PS How come mongering is only used for fish and scares?

Hmmmm .... scandal or war, anyone?

By Scott Belyea (not verified) on 02 Nov 2007 #permalink

There are fishmongers. And whoremongers, although that is usually a bad thing.

By Cryptic Ned (not verified) on 02 Nov 2007 #permalink

Cheese and Iron here in the UK... mongers that is.

Well before the rise of big DIY/Home Depot stores you could get everything you needed for that sort of thing from the Ironmongers.

I think we should have vegetablemongers too... but I may be alone in that.

Thank you! Seriously.

The "Real Salt" people are my favorite, I think. That whole "no chemicals!!!" thing drives me batty, but sometimes there's just no reasoning with people.

Also, Bookmonger would be an awesome name for a book store.

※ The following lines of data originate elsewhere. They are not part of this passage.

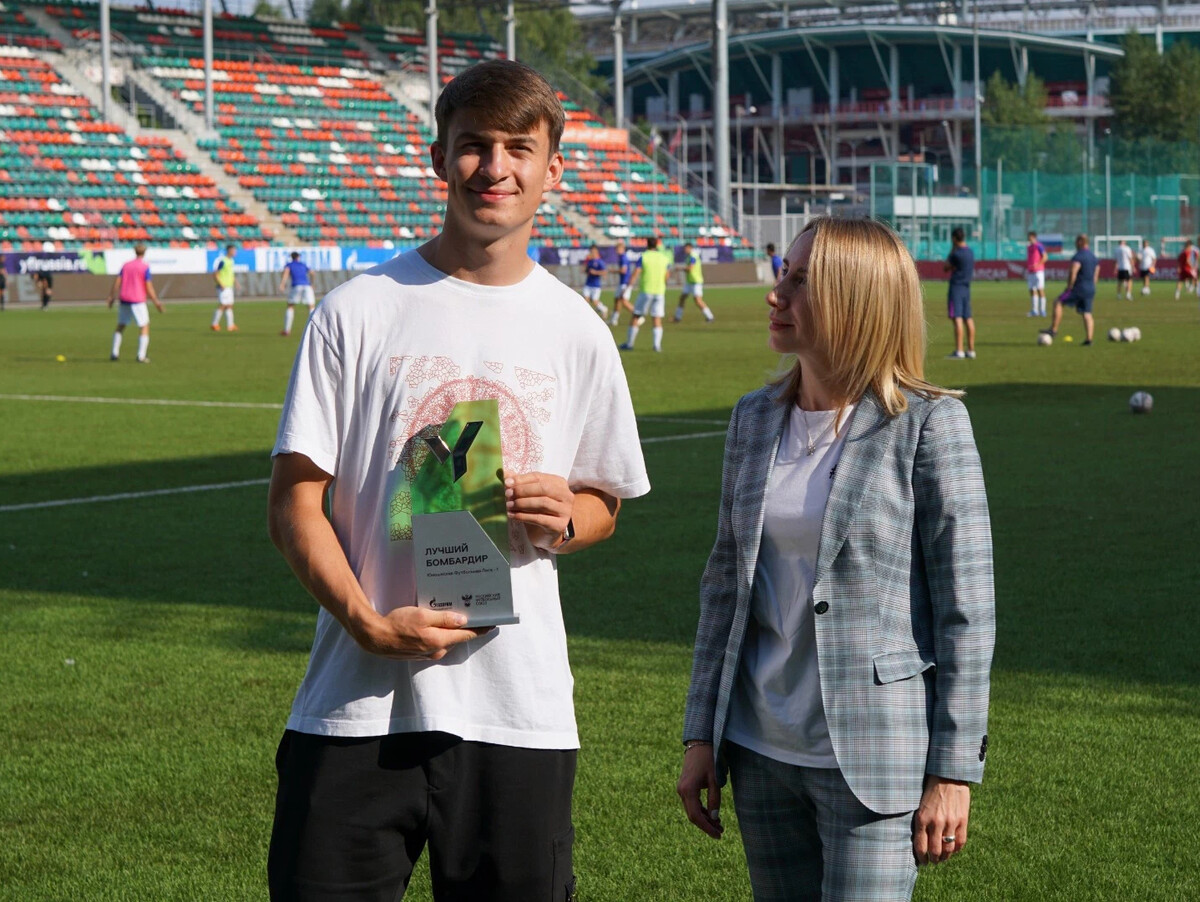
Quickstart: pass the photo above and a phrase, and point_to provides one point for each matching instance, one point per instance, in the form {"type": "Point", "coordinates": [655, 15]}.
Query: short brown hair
{"type": "Point", "coordinates": [507, 95]}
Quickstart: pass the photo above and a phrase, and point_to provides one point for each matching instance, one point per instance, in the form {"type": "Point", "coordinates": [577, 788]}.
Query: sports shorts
{"type": "Point", "coordinates": [133, 312]}
{"type": "Point", "coordinates": [651, 305]}
{"type": "Point", "coordinates": [958, 302]}
{"type": "Point", "coordinates": [301, 294]}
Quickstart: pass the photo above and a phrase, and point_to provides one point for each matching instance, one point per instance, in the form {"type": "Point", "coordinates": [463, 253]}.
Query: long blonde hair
{"type": "Point", "coordinates": [865, 314]}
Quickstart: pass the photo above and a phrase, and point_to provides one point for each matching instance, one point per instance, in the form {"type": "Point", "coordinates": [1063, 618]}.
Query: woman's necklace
{"type": "Point", "coordinates": [810, 444]}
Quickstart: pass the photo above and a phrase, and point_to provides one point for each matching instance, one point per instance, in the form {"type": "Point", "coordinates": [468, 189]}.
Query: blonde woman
{"type": "Point", "coordinates": [846, 618]}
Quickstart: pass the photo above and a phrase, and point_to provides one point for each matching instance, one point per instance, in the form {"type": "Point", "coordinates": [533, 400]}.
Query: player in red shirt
{"type": "Point", "coordinates": [1187, 269]}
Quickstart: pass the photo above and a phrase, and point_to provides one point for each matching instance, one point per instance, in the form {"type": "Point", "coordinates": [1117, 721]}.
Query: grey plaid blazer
{"type": "Point", "coordinates": [903, 599]}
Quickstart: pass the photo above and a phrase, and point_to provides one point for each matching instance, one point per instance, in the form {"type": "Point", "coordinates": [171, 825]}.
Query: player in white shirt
{"type": "Point", "coordinates": [1146, 262]}
{"type": "Point", "coordinates": [1123, 258]}
{"type": "Point", "coordinates": [411, 728]}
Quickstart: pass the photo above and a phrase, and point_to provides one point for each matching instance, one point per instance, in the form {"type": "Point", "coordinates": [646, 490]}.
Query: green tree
{"type": "Point", "coordinates": [1134, 84]}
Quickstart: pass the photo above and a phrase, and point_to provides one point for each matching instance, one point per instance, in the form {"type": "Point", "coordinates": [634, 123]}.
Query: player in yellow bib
{"type": "Point", "coordinates": [652, 299]}
{"type": "Point", "coordinates": [223, 277]}
{"type": "Point", "coordinates": [694, 283]}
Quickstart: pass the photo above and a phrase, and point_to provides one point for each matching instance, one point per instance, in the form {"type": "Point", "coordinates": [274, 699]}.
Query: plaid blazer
{"type": "Point", "coordinates": [903, 597]}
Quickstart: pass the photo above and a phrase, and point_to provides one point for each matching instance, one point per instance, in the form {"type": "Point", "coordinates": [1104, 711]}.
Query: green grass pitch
{"type": "Point", "coordinates": [151, 645]}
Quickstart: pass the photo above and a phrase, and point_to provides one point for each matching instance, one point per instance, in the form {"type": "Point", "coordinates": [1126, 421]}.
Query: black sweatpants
{"type": "Point", "coordinates": [353, 815]}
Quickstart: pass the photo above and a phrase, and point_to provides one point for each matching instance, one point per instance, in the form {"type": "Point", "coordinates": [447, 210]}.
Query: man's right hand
{"type": "Point", "coordinates": [700, 774]}
{"type": "Point", "coordinates": [415, 633]}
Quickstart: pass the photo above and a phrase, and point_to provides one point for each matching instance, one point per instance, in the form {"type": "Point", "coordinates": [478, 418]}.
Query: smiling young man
{"type": "Point", "coordinates": [411, 729]}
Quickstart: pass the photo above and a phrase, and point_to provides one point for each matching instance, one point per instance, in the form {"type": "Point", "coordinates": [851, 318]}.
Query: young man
{"type": "Point", "coordinates": [297, 272]}
{"type": "Point", "coordinates": [1187, 277]}
{"type": "Point", "coordinates": [223, 278]}
{"type": "Point", "coordinates": [408, 728]}
{"type": "Point", "coordinates": [593, 281]}
{"type": "Point", "coordinates": [45, 283]}
{"type": "Point", "coordinates": [652, 296]}
{"type": "Point", "coordinates": [132, 286]}
{"type": "Point", "coordinates": [1080, 289]}
{"type": "Point", "coordinates": [1146, 265]}
{"type": "Point", "coordinates": [693, 284]}
{"type": "Point", "coordinates": [625, 264]}
{"type": "Point", "coordinates": [960, 264]}
{"type": "Point", "coordinates": [777, 263]}
{"type": "Point", "coordinates": [1123, 258]}
{"type": "Point", "coordinates": [1036, 275]}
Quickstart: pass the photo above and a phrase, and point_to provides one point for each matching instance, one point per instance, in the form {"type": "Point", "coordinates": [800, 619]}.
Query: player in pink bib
{"type": "Point", "coordinates": [133, 286]}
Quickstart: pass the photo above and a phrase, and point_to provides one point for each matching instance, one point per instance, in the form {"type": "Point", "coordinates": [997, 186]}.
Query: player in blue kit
{"type": "Point", "coordinates": [625, 264]}
{"type": "Point", "coordinates": [301, 289]}
{"type": "Point", "coordinates": [593, 281]}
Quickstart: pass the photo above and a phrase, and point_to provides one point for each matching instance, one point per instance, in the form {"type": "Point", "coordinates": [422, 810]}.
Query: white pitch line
{"type": "Point", "coordinates": [151, 402]}
{"type": "Point", "coordinates": [217, 486]}
{"type": "Point", "coordinates": [683, 419]}
{"type": "Point", "coordinates": [127, 495]}
{"type": "Point", "coordinates": [681, 438]}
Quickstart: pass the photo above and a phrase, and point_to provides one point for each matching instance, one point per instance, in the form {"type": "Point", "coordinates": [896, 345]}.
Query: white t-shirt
{"type": "Point", "coordinates": [388, 354]}
{"type": "Point", "coordinates": [777, 708]}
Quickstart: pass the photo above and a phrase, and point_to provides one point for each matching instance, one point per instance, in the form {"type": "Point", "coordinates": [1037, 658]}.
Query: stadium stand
{"type": "Point", "coordinates": [16, 30]}
{"type": "Point", "coordinates": [175, 32]}
{"type": "Point", "coordinates": [406, 47]}
{"type": "Point", "coordinates": [72, 180]}
{"type": "Point", "coordinates": [328, 149]}
{"type": "Point", "coordinates": [623, 194]}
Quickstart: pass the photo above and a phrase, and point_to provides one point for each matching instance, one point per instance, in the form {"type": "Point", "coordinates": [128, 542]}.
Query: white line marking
{"type": "Point", "coordinates": [127, 495]}
{"type": "Point", "coordinates": [681, 438]}
{"type": "Point", "coordinates": [683, 419]}
{"type": "Point", "coordinates": [217, 486]}
{"type": "Point", "coordinates": [153, 402]}
{"type": "Point", "coordinates": [264, 406]}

I love this comment regarding table salt. This is following a rabid discussion how all trace minerals are removed from table salt so it is worthless.
"Then chemicals are added like Potassium Iodide, Tri-calcium Phosphate, Magnesium Carbonate, and Sodium bicarbonate just to name a few."
Oh no, not the dreaded potassium, calcium, magnesium and bicarb. No I think I'll take the unprocessed sea salt from our clean and pristine ocean waters.

As little as half a teaspoon of salt per day? I don't have anything against salt ("without chemicals, life itself would not be possible"), but that seems like a rather large quantity of table salt - probably about 4x what I use both in preparation and seasoning.

Just wanted to say I love your blog. The salt discussion has finally prompted me to comment - since a few months back I blogged about salt and the deadly consequences of not enough salt and/or too much water. A condition called hyponatremia or poisoning by water. Something I thought was only relevant to extreme athletes and marathoners, until I found myself sitting by my husband's hospital bed watching the saline drip, anxiously waiting for his plasma sodium levels to rise, and his swollen brain to recover.